Viktor watches me work.

The search returns almost nothing. I don’t have access to everything, of course, but casinos work together to identify these guys. I get two hits on him under variations of his name in our shared databases. He’s been caught card counting twice in eight years. Both times, he was simply banned and sent on his way. Twice in almost a decade is impressive. He’s good at what he does.

I broaden the search. Try variations of his name and find nothing. Nothing. This man moves through the world without leaving a mark on it. No family. No contacts. No friends. No footprint at all.

I sit back and look at the screen.

I know his real history. I’d ordered a profile after he ran after the match. His mother died when he was nine and his fatherwhen he was twelve. After that, the file became a list of foster placements until he aged out of the system.

I didn't look for him. But why should I? I’d never met him. He wasn’t a person to me, just a potential match. If he didn’t want a match with me, then why should I disrupt my life making him?

I had an empire that was in the middle of a succession and a father that was being a complete pain in the ass about every choice I made.

What was I going to do? Drop everything to chase an eighteen-year-old omega across the country because the damn Bureau said our pheromones aligned?

Besides, the last thing I needed was a prime match. Attachment is weakness: a point of failure that your enemies will find and exploit, and when they do, everything you've built comes down.

My father has said many things to me over the course of my life. Most of them I've forgotten or chosen to forget. But there is one I haven't.

I was fourteen.

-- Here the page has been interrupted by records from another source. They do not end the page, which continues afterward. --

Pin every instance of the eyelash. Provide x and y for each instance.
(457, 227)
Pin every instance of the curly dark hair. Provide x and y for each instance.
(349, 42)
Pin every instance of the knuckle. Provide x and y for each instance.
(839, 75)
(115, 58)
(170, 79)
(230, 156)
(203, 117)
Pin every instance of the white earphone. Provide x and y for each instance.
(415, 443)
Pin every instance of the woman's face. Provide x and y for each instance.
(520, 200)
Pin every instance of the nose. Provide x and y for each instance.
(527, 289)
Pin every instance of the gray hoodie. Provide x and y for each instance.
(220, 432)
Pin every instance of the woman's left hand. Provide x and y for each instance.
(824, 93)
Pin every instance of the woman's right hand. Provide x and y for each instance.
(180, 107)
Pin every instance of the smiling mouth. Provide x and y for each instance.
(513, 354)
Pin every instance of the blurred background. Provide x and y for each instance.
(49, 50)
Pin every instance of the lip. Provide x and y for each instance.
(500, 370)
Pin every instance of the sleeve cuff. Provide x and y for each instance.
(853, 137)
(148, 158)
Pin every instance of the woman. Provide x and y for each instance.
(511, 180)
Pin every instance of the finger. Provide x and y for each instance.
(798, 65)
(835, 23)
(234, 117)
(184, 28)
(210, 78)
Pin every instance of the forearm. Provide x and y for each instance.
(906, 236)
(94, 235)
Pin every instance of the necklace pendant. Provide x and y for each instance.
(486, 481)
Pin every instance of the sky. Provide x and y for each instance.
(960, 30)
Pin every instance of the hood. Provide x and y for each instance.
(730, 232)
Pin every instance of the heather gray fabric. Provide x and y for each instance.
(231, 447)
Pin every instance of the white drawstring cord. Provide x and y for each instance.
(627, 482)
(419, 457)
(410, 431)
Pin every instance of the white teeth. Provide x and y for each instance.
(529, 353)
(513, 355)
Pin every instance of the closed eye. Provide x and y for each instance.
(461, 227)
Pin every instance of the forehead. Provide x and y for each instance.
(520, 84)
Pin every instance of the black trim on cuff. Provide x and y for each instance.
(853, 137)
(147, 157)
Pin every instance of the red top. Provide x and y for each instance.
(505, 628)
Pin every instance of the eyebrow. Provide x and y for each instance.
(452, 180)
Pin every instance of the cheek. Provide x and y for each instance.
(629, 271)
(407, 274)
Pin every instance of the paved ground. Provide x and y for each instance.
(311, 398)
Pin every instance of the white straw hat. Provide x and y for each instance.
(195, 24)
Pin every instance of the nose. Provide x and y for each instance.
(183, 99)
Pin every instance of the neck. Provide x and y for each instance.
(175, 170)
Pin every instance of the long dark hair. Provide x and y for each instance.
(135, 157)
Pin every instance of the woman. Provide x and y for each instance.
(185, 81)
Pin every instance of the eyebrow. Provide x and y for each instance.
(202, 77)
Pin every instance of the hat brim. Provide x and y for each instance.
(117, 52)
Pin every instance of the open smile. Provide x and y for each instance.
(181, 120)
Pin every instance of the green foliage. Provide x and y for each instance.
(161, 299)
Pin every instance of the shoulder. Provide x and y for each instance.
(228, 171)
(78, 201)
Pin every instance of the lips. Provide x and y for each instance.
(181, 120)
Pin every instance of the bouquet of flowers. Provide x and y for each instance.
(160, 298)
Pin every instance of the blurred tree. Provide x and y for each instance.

He'd brought me to this office for the first time. It was a Saturday and the casino was quiet below us and my father was showing me the security feeds, the way the cameras covered every angle.

"The house always wins," he said. "Do you know why?"

I said I didn't.

"Because the house has the power. The house has the building and the money and the staff and the cameras and the security and the lawyers. The house will be here tomorrow and the day after and the day after that. The player has one night and whatever cash is in his pocket. Even if he wins, he'll come back, because he cares. He wants things. Everyone knows that the house always wins. The difference is hope. He gets reckless because he’s hoping he is going to be different. The house feels nothing. It just sits there and waits for the player to lose."

He put his hand on my shoulder. His grip was firm and the weight of it pressed into the joint.

"You are the house," he said. "The moment you start wanting things, you become the player. And the player always loses in the end."

I close the laptop and pull up the surveillance system instead. The security feeds are archived by floor, by camera, by timestamp. I find table fourteen and scroll back to 20:47: the point the shift manager first flagged the play.

The angle is from above and to the left. Not perfect. Theo chose his seat well. The image shows the top of his head, the slope of his shoulders in the too-big shirt, his hands on the felt. The dealer slides cards. The man to his left receives a seven. The woman in the red dress gets a king. Theo gets a ten.

I watch him not react.

That's what I notice first. Everyone else at the table has a tell. The man on the left pushes his chips forward with his thumb when he's confident and pulls them with his fingers when he's not. The woman in red touches her collarbone when her hand is strong. Even the dealer has a rhythm. She's marginally faster on the deal when the shoe is cold, impatient to get through the dead hands.